Eight ice cream flavours created by celebrity chefs will go on sale at the Marina Bay Sands (MBS) integrated resort today.
All proceeds will go to The Straits Times School Pocket Money Fund (SPMF), which helps children from low-income families. Flavours include Masala Teh Tarik, Dragon Fruit Sorbetto and a special flavour created for The Straits Times - white chocolate with raspberry and blue sprinkles, to reflect the colours of the newspaper.

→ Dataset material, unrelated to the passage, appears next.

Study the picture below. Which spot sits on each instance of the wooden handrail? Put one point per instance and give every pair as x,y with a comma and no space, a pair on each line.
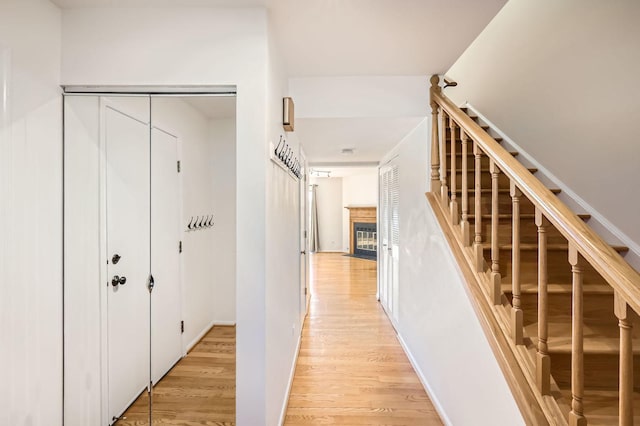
614,269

The flavours were created by celebrity chefs such as Bread Street Kitchen's Gordon Ramsay, who came up with mint chip ice cream, CUT's Wolfgang Puck, who created a gula melaka-flavoured ice cream, and Waku Ghin's Tetsuya Wakuda, who created a coconut with white miso ice cream.

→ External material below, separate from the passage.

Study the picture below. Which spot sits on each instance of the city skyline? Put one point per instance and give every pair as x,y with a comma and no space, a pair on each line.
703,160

Shoppers can buy a single scoop for $4.50, a double scoop for $8 or a triple scoop for $12. The pop-up gelato station is at Basement 2 of The Shoppes Canal Level, outside Cold Storage, until Aug 9.

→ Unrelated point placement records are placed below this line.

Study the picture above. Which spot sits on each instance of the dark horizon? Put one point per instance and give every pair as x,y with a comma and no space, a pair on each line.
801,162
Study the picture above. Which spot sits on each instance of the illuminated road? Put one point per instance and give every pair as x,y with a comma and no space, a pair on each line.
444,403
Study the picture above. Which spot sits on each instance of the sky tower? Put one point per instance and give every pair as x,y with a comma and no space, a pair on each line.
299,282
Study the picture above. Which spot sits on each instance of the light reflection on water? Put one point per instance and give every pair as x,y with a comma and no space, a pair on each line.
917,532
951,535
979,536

The Scoops of Hope initiative is one of more than 25 community outreach activities that MBS is rolling out as part of its Sands for Singapore Charity Festival. The 10-day festival aims to raise funds for over 80 charities, benefiting more than 300,000 underprivileged Singaporeans.
Yesterday, Marina Bay Sands chief executive George Tanasijevich, Straits Times editor Warren Fernandez and MBS executive chef Christopher Christie gave out ice cream to 30 SPMF beneficiaries, to kick-start the festival. A charity race, where 25 teams battle to finish a series of tasks at the IR, will take place on Sunday. The top team will win $50,000 for a local charity of its choice.